In 1951, Jünger published The Forest Passage [14], and this is very much the reflections of a man who has lived through the horrors of the World Wars, and who now sees his homeland divided and occupied between the forces of liberal democracy on one side and totalitarian Communism on the other, which are not only imprisoning the individuals under their rule but threaten to unleash apocalyptic destruction at any moment. Jünger no longer talks of the superhuman potential of the Titans to make use of these forces. Rather, he speaks of the “forest rebel,” he who flees into the forest (symbolically), like a guerrilla fighter, to escape the ravages of the modern world and the forces of authoritarianism which seek to dominate and control him (already in this book, Jünger claims that America is “nearing perfection” in this technique through the use of radio and television). The forest rebel is one who withdraws from participating in this inhuman society as much as possible, living according to his own rules, but who seeks to undermine society by performing acts of resistance (even if these are doomed to failure), or through personal disciplines and religious practices. Jünger also calls upon the Germanic tradition of the home as one’s sanctuary: one’s home is a place of freedom, he writes, not because that freedom is guaranteed by law, which can betray you, but rather because one is prepared to fight anyone who tries to violate that space.

And lastly, there is the post-apocalyptic novel Eumeswil [15], published in 1977, which draws on the ideas of Max Stirner and other anarchists. In it, Jünger introduces the concept of the Anarch. “The Anarch is to the anarchist, what the monarch is to the monarchist,” he writes. The Anarch is one who participates fully in modern life, but who is not inwardly part of it. Internally, he still has his own beliefs and values, and sees himself strictly as an observer of events. In other words, he is in this world, but not of it. It bears a striking resemblance to Evola’s idea of apoliteia, and of “riding the tiger.”

Whatever one thinks of Jünger’s life and work, it is undeniable that he was one of the most prominent members of an increasingly rare breed – that of geniuses who make important strides in many different fields simultaneously, and who make a brilliant work of art out of their own lives, both in terms of what they do as well as how they live it.
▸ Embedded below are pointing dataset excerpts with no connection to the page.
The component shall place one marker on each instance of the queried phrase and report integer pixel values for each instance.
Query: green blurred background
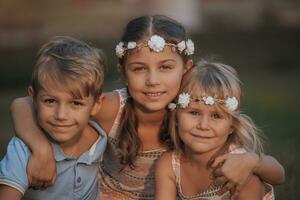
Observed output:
(260, 38)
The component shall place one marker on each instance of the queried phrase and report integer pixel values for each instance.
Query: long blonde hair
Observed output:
(219, 81)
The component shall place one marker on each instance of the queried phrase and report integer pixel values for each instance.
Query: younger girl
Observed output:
(207, 123)
(154, 53)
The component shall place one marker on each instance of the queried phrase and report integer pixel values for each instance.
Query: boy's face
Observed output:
(63, 116)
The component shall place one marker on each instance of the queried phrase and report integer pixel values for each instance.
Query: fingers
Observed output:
(221, 180)
(228, 186)
(219, 160)
(217, 172)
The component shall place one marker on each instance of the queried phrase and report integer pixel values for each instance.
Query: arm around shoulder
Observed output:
(253, 190)
(270, 170)
(10, 193)
(25, 125)
(165, 181)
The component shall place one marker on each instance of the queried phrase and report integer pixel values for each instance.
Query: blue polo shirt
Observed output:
(76, 178)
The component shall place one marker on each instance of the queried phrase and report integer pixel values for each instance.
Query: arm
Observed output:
(10, 193)
(237, 169)
(165, 183)
(253, 190)
(41, 167)
(270, 170)
(108, 110)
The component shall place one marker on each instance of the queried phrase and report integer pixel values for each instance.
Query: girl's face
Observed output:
(203, 128)
(153, 78)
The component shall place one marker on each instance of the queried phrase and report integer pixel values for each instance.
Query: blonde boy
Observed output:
(65, 90)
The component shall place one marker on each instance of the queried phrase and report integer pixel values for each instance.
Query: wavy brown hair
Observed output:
(140, 29)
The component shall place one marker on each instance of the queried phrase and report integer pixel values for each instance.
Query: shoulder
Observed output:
(164, 164)
(254, 189)
(13, 165)
(16, 147)
(109, 110)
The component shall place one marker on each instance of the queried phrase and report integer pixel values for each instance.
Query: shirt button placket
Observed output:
(78, 182)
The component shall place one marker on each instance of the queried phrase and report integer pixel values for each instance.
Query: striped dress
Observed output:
(121, 184)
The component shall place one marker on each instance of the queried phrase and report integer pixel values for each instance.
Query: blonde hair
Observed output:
(69, 63)
(219, 81)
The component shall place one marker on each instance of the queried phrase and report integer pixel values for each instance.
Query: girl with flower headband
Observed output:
(205, 123)
(154, 54)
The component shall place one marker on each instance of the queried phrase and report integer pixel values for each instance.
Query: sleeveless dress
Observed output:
(117, 182)
(213, 193)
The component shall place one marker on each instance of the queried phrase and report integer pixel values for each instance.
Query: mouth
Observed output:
(61, 125)
(200, 136)
(154, 95)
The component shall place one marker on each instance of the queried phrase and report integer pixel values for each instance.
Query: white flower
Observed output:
(131, 45)
(232, 103)
(171, 106)
(181, 46)
(184, 100)
(208, 100)
(156, 43)
(120, 50)
(190, 48)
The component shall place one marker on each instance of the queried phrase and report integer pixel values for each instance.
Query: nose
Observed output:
(61, 112)
(203, 123)
(152, 78)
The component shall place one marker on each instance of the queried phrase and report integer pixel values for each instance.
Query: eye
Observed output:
(194, 113)
(166, 67)
(216, 116)
(138, 68)
(49, 101)
(77, 103)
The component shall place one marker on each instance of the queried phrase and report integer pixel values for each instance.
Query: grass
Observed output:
(267, 64)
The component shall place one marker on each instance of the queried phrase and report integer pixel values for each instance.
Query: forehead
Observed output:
(145, 55)
(210, 108)
(70, 88)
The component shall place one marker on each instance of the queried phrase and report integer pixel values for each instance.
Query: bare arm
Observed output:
(41, 167)
(165, 183)
(10, 193)
(270, 170)
(237, 169)
(253, 190)
(108, 111)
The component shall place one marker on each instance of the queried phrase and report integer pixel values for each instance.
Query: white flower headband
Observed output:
(184, 100)
(157, 44)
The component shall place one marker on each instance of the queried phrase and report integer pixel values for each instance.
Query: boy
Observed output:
(65, 90)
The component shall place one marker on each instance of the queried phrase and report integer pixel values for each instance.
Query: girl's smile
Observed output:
(203, 128)
(153, 79)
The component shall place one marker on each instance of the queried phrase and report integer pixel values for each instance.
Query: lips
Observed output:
(153, 94)
(61, 126)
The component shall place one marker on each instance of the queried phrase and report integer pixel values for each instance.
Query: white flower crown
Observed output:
(157, 44)
(184, 100)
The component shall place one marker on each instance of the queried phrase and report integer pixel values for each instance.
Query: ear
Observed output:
(30, 92)
(188, 65)
(121, 70)
(97, 106)
(231, 129)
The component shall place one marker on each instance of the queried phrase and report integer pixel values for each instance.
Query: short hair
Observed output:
(69, 63)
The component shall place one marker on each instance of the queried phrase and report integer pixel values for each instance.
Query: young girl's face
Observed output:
(153, 78)
(203, 128)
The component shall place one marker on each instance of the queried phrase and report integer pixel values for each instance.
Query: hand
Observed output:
(41, 168)
(235, 170)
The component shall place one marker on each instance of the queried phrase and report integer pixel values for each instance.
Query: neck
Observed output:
(150, 118)
(199, 159)
(78, 145)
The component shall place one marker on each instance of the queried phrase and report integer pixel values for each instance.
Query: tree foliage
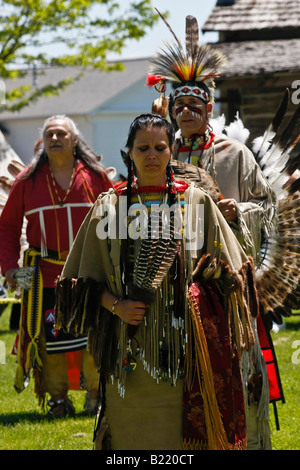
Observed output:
(80, 32)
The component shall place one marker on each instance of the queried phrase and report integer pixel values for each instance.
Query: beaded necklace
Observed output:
(61, 201)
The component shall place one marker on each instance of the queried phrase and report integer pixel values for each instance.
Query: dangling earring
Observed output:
(171, 178)
(133, 180)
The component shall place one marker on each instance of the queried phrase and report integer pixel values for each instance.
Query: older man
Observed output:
(54, 194)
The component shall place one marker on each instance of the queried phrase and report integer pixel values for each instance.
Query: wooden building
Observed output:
(261, 39)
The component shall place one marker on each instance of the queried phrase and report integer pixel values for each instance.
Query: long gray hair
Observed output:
(81, 151)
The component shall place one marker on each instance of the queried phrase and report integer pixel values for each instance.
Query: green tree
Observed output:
(82, 33)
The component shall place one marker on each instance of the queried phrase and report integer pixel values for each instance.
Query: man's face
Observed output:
(191, 115)
(58, 139)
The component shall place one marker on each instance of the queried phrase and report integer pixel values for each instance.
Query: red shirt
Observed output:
(36, 199)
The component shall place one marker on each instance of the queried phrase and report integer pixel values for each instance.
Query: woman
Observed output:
(162, 388)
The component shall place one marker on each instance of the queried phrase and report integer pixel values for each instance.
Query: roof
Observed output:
(85, 95)
(255, 57)
(254, 15)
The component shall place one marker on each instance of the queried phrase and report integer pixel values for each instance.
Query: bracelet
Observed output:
(114, 305)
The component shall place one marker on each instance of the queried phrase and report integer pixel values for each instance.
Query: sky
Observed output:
(178, 10)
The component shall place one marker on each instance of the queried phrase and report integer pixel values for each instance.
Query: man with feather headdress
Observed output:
(247, 201)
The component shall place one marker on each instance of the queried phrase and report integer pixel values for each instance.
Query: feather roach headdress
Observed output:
(190, 70)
In our age of small men who are encouraged to never grow up and to keep their ambitions low, Jünger is a towering figure from the Age of Titans, a man who dared to live life on his own terms and contributed to transforming the world around him in the process.

While a great deal of Jünger’s work is available in nearly every other European language, for some reason his books, apart from Storm of Steel, have never caught on in the Anglophone world, and only a small portion of his body of work has been published in English. Fortunately, Telos Press has been making an effort to remedy this situation, and in recent years has issued a number of his works in translation. An excellent introduction to Jünger’s life and ideas is the film 102 Years in the Heart of Europe [16], which consists of an interview with him that was shot by a Swedish crew only a year before his death interspersed with narration.